Autor de obras sobre os processos de desenvolvimento e as políticas para o ensino superior em diferentes países, o pesquisador assinala que, apesar de no Brasil a EaD ter objetivos econômicos, essa não é sua finalidade em outras nações. “O objetivo principal original da EaD não é o encurtamento ou barateamento dos cursos, é atender alunos com agendas fora do padrão. É uma modalidade que só faz sentido se tiver escala, porque planejá-la e montá-la dá trabalho e custa caro. Mas, no Brasil, de forma predominante, a última coisa na qual se tem pensado é a qualidade. A ideia é vender barato uma credencial: o diploma. Há um sério problema na forma como estamos massificando o ensino, com programas absolutamente dirigidos pelo investimento privado”.
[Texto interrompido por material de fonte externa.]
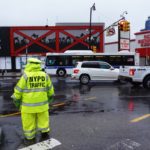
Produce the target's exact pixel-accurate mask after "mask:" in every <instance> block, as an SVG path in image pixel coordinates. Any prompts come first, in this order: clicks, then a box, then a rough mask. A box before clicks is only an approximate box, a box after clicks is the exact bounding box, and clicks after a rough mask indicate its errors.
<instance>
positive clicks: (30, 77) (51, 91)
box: [13, 71, 54, 113]
mask: <svg viewBox="0 0 150 150" xmlns="http://www.w3.org/2000/svg"><path fill="white" fill-rule="evenodd" d="M53 94H54V88H53V85H52V82H51V80H50V77H49V76H48V75H47V74H46V73H45V72H43V71H31V72H29V71H25V73H24V75H23V76H22V77H21V78H20V80H19V82H18V83H17V85H16V87H15V89H14V94H13V98H15V100H21V101H22V104H21V111H22V112H26V113H36V112H43V111H46V110H48V109H49V105H48V98H49V97H51V96H52V95H53Z"/></svg>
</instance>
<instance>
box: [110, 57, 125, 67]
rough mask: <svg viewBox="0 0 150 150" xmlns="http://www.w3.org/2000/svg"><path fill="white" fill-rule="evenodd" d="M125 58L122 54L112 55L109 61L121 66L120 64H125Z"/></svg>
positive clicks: (114, 64) (119, 65)
mask: <svg viewBox="0 0 150 150" xmlns="http://www.w3.org/2000/svg"><path fill="white" fill-rule="evenodd" d="M123 62H124V60H123V58H122V56H110V57H109V63H110V64H111V65H116V66H120V65H123Z"/></svg>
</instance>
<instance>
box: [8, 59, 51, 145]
mask: <svg viewBox="0 0 150 150" xmlns="http://www.w3.org/2000/svg"><path fill="white" fill-rule="evenodd" d="M53 95H54V87H53V85H52V82H51V80H50V77H49V76H48V75H47V74H46V73H45V72H44V71H42V68H41V61H40V60H38V59H36V58H29V59H28V63H27V65H26V66H25V70H24V73H23V75H22V76H21V78H20V80H19V81H18V83H17V85H16V86H15V88H14V93H13V95H12V96H11V97H12V98H13V102H14V104H15V105H16V107H18V108H19V109H20V111H21V120H22V126H23V132H24V136H25V144H27V145H31V144H33V143H34V142H35V138H36V133H37V131H40V132H41V137H42V139H43V140H44V139H47V138H49V132H50V127H49V111H48V109H49V103H51V102H52V99H53Z"/></svg>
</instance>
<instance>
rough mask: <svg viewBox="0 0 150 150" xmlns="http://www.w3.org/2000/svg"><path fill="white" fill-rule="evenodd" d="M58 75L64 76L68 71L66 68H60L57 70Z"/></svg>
mask: <svg viewBox="0 0 150 150" xmlns="http://www.w3.org/2000/svg"><path fill="white" fill-rule="evenodd" d="M57 75H58V76H59V77H64V76H65V75H66V71H65V70H64V69H58V70H57Z"/></svg>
Ao contrário do que de forma recorrente uma parte do mercado apregoa, o professor garante que o modelo é completamente diferente do que existe, por exemplo, nos Estados Unidos. “Aqui há expansão das privadas com fins lucrativos. É um modelo quase que exclusivo do Brasil, com regulamentação frágil e, dependendo da conjuntura, com grandes chances de se tornar uma regulamentação fantasma. No modelo norte-americano o mercado é dominado por instituições públicas. E as privadas, em sua maior parte, são sem fins lucrativos. Lá, assim como no Japão, os programas de estímulo estatal são muito fortes, mas direcionados a instituições públicas ou privadas sem fins lucrativos e combinados a uma regulação extrema”.
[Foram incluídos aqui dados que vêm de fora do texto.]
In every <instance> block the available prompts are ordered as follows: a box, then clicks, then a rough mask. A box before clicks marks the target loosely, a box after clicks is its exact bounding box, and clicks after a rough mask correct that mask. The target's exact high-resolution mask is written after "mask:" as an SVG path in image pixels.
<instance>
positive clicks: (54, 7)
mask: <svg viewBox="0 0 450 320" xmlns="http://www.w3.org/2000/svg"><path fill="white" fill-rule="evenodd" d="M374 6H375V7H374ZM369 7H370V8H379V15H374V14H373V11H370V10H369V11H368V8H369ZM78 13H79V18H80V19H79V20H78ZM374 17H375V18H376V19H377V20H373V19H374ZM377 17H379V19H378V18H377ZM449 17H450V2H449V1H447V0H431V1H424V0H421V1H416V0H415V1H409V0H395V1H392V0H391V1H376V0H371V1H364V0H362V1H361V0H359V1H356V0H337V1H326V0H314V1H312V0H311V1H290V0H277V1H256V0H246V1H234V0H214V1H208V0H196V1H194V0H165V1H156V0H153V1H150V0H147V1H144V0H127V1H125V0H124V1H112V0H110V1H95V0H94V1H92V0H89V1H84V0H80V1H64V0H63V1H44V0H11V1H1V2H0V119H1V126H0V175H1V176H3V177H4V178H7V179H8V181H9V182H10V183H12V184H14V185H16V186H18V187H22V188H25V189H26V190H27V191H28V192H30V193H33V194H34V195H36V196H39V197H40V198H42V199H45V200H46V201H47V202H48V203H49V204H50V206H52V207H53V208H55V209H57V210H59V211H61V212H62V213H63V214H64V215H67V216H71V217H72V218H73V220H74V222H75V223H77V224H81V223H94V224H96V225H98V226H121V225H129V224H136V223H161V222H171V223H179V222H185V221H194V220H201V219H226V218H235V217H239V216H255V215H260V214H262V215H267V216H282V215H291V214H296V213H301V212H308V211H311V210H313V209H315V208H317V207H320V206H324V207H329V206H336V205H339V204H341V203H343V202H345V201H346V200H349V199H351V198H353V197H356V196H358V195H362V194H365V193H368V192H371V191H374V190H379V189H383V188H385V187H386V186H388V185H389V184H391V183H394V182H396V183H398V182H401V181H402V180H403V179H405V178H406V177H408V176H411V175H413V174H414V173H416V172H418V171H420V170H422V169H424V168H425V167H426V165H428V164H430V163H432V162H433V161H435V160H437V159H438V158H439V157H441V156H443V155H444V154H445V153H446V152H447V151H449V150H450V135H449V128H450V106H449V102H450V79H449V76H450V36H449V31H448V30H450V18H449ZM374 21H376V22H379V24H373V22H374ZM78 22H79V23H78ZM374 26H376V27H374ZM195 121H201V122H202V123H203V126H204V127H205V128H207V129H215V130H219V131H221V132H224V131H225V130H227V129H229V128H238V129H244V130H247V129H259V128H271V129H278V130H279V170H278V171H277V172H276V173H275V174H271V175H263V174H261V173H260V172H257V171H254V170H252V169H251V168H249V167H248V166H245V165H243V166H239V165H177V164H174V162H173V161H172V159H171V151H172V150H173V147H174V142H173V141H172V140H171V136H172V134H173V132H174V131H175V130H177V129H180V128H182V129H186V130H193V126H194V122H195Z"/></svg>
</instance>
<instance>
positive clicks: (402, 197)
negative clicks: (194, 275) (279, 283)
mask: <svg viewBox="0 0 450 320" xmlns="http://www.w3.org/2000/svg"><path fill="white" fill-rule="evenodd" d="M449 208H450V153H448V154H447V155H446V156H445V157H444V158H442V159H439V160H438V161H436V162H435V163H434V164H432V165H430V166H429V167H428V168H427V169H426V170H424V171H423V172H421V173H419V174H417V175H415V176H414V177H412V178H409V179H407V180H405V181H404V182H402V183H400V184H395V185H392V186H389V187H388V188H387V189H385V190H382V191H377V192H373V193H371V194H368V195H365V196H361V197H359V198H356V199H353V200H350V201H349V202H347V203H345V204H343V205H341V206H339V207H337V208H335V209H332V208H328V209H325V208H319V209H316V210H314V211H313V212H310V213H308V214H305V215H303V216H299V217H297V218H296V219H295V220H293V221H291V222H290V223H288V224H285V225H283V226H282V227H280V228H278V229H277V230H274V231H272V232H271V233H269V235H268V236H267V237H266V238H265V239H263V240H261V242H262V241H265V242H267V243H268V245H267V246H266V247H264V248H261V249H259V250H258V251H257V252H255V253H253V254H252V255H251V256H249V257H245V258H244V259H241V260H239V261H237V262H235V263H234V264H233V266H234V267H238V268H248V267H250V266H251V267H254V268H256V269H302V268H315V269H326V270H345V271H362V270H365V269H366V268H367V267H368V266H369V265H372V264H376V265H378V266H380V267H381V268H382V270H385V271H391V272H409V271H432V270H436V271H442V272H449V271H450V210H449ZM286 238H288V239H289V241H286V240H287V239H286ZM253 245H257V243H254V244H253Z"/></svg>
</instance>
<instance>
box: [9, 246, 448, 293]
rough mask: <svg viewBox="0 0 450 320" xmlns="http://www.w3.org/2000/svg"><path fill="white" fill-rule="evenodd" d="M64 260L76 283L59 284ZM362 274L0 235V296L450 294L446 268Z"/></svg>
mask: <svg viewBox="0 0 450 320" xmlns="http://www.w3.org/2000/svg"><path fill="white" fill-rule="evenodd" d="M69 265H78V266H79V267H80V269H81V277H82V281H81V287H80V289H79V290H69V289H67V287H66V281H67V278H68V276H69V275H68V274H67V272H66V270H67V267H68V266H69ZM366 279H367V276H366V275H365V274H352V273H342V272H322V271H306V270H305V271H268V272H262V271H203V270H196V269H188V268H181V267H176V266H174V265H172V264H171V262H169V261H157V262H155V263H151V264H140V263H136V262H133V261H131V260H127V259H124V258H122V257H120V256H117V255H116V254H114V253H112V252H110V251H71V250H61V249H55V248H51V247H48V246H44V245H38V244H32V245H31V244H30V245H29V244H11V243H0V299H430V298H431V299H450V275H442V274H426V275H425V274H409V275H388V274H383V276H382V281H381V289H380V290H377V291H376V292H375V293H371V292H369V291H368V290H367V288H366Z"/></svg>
Grandes grupos comemoram possibilidades
Entre as mudanças legais, ganha destaque a permissão de credenciamento de instituições que ofereçam apenas cursos de graduação e pós-graduação lato sensu a distância. Antes, universidades com cursos EaD precisavam ter também curso presencial. Além disso, a instituição de ensino credenciada poderá firmar parceria com outras pessoas jurídicas para a oferta de cursos a distância, para fins de “funcionamento de polo de EaD”. Já as universidades públicas que desejarem oferecer ensino na modalidade a distância estão automaticamente credenciadas pelo MEC para oferecer vagas pelo prazo de cinco anos a partir da criação do primeiro curso EaD.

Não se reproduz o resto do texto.